Banking & Finance

China’s sputtering mortgage loans force banks into new businesses

Chinese banks are diversifying their income channels when growth of mortgage loans, a boost to profitability last year, is set to lose steam this year against housing tightening in major cities, analysts said.

PUBLISHED : Wednesday, 26 April, 2017, 5:44pm
UPDATED : Wednesday, 26 April, 2017, 11:00pm

Mortgage loans, the engine of growth for most mainland Chinese banks in 2016, are sputtering amid a government crackdown on residential sales and housing loans, forcing lenders to diversify their businesses in search of fresh income sources, analysts said.

Already, at least 40 mainland cities have implemented curbs and regulations to limit the number of apartments Chinese citizens can own. That’s putting a lid on mortgages, which soared 35 per cent, or by 4.96 trillion yuan, to a record 19.14 trillion yuan (US$2.77 trillion) at the end of 2016, according to the People’s Bank of China’s data.

“Just like investors won’t put all their eggs in one basket, banks are also trying to diversify their asset structure and seek more profitable businesses as the growth of mortgage loans are set to decline amid housing curbs in more cities,” said Chen Ji, a senior researcher at Bank of Communications. “Banks are seeking more options, which also includes use the housing as collateral for business loans for small business owners for higher margins.”

Signs of the slow down are already apparent. Middle- and long-term household loans, which are mainly mortgages, rose 450.3 billion yuan in March, a slower pace that the monthly average of 473 billion yuan last year.

Last year, such household loans accounted for 45 per cent of newly extended loans in the country.

Yet, the strong growth seen in 2016 is unsustainable this year, said Yang Yue, a banking analyst at China Zheshang Bank.

“The growth of mortgages and its contribution to newly added credit are both projected to decline this year, pointing to limited assets scale growth,” said Yang. “What’s more, mortgages are facing squeezed margins amid latest rising capital cost.”

Against the backdrop, it’s natural to see banks, especially those smaller ones, to seek more profitable business even though mortgages are widely deemed as relatively low-risk, good quality assets, he said, noting that the sizzling growth seen last year is put on brake due to housing tightening policies.

A credit officer at the Shanghai branch of one of China’s five largest banks said the lender is now promoting a new business that offers credits to small business owners, using their property as collateral, declining to give his name because he’s not authorised to speak to the media.

Last year, contribution to profits from retail banking rose at major listed lenders, due mainly to the rise of mortgages, said PricewaterhouseCoopers.

Of the 25 publicly traded banks that offer additional details of their lending, retail banking accounted for 34.2 per cent of pre-tax profits in 2016, up from 2015’s 30.9 per cent, according to PwC’s data.

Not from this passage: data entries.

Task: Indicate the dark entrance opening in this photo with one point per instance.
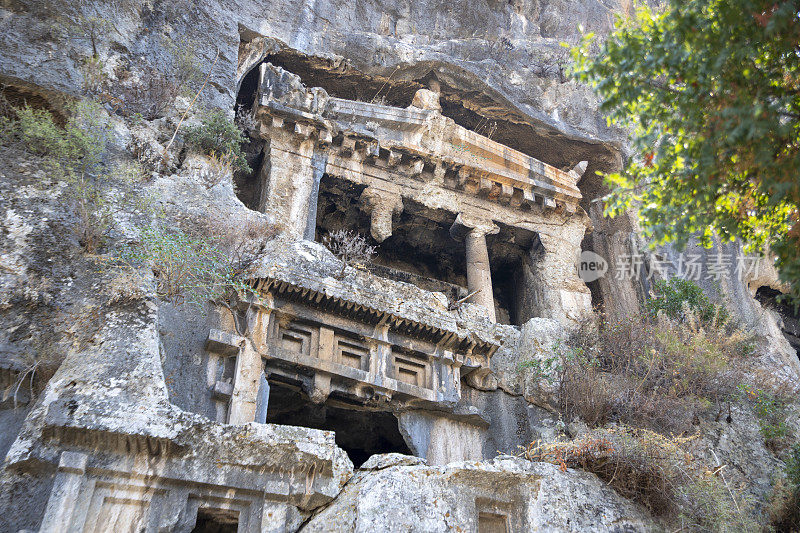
(211, 520)
(420, 250)
(359, 432)
(247, 183)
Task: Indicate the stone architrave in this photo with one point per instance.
(66, 492)
(381, 206)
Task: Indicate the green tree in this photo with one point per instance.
(710, 91)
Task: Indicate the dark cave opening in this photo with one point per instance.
(422, 252)
(359, 432)
(210, 520)
(770, 298)
(247, 184)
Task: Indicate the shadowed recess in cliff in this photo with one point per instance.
(465, 99)
(359, 432)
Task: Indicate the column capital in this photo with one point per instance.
(465, 225)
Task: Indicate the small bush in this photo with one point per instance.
(659, 373)
(350, 247)
(673, 296)
(218, 135)
(195, 269)
(73, 153)
(657, 472)
(770, 408)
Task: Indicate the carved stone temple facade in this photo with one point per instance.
(474, 240)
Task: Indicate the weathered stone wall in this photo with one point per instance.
(128, 401)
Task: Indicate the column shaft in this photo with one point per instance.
(479, 275)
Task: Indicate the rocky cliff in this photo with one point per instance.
(120, 400)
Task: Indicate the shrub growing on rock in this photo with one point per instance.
(675, 295)
(659, 373)
(219, 136)
(73, 153)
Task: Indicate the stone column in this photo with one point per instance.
(381, 206)
(562, 293)
(65, 493)
(479, 275)
(246, 385)
(319, 163)
(287, 175)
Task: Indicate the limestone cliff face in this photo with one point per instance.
(138, 410)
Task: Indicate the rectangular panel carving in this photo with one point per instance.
(352, 352)
(411, 369)
(295, 337)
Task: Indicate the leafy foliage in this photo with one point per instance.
(73, 153)
(220, 136)
(771, 411)
(675, 295)
(195, 269)
(350, 247)
(659, 374)
(656, 471)
(710, 90)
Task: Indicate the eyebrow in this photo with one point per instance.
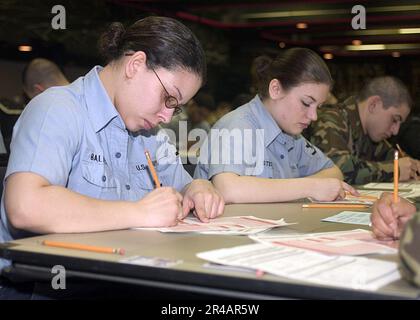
(179, 92)
(399, 117)
(313, 99)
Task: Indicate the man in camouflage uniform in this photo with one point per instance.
(391, 221)
(353, 134)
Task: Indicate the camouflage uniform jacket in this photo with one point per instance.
(338, 132)
(409, 250)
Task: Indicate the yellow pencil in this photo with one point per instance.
(395, 176)
(83, 247)
(333, 205)
(152, 169)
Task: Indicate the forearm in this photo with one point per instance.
(55, 209)
(357, 171)
(246, 189)
(333, 172)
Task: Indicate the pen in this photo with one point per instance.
(333, 205)
(152, 169)
(395, 176)
(83, 247)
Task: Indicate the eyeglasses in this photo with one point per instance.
(171, 102)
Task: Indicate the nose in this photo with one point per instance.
(395, 128)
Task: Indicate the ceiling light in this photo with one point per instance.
(328, 56)
(408, 30)
(25, 48)
(364, 47)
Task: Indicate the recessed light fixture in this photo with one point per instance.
(328, 56)
(409, 30)
(301, 25)
(25, 48)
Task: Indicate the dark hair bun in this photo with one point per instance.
(111, 40)
(262, 65)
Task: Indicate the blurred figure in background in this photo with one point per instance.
(199, 109)
(41, 74)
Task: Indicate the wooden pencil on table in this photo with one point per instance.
(334, 205)
(83, 247)
(395, 176)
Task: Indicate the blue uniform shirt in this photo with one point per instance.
(74, 137)
(248, 141)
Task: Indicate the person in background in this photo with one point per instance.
(354, 133)
(399, 221)
(41, 74)
(276, 163)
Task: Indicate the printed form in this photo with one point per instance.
(294, 263)
(353, 242)
(239, 225)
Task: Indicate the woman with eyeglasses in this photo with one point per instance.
(78, 159)
(256, 153)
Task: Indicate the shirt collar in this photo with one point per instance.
(100, 108)
(267, 122)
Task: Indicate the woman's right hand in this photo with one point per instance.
(330, 189)
(160, 208)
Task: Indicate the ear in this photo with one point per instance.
(275, 89)
(373, 103)
(135, 63)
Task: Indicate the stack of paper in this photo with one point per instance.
(343, 271)
(353, 242)
(240, 225)
(350, 217)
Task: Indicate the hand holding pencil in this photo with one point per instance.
(330, 189)
(389, 218)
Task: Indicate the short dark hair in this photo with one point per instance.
(292, 67)
(167, 43)
(391, 90)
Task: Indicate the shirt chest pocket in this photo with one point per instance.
(141, 177)
(98, 179)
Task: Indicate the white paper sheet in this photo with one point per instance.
(342, 271)
(350, 217)
(353, 242)
(239, 225)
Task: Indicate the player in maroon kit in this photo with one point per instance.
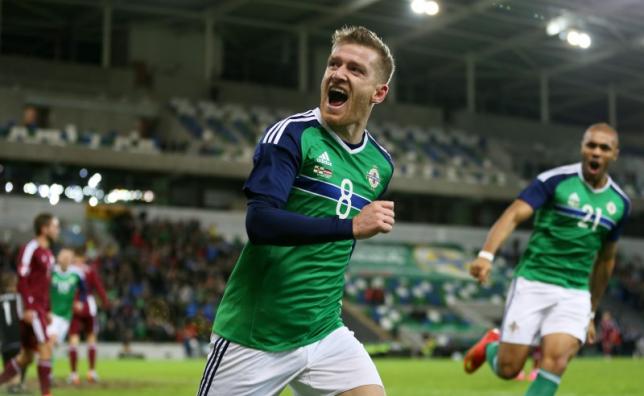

At the nation’s six biggest state-owned banks, retail banking accounted for 36 per cent of pre-tax profits last year, up from 33 per cent a year ago, PwC said. At the smaller, second-string banks like China Merchants Bank and China CITIC Bank, the contribution was most apparent as retail banking accounted for 33.2 per cent of pre-tax profits last year, up from 24 per cent a year ago, PwC said.

The effect is trickling over to weigh on the CSI 300’s Financial Index, which tracks the performance of 66 publicly traded financial stocks in China, sending its two-year return down 17.5 per cent, performing even worse than the 14.7 per cent decline in the CSI 300 index during the same period.

This year, China’s listed banks are set to drive up their profits by expanding assets scale and fee-based services against shrinking interest spread, it added.

The net interest spread at 27 listed mainland lenders dropped by 25 basis points to 1.71 per cent at the end of 2016.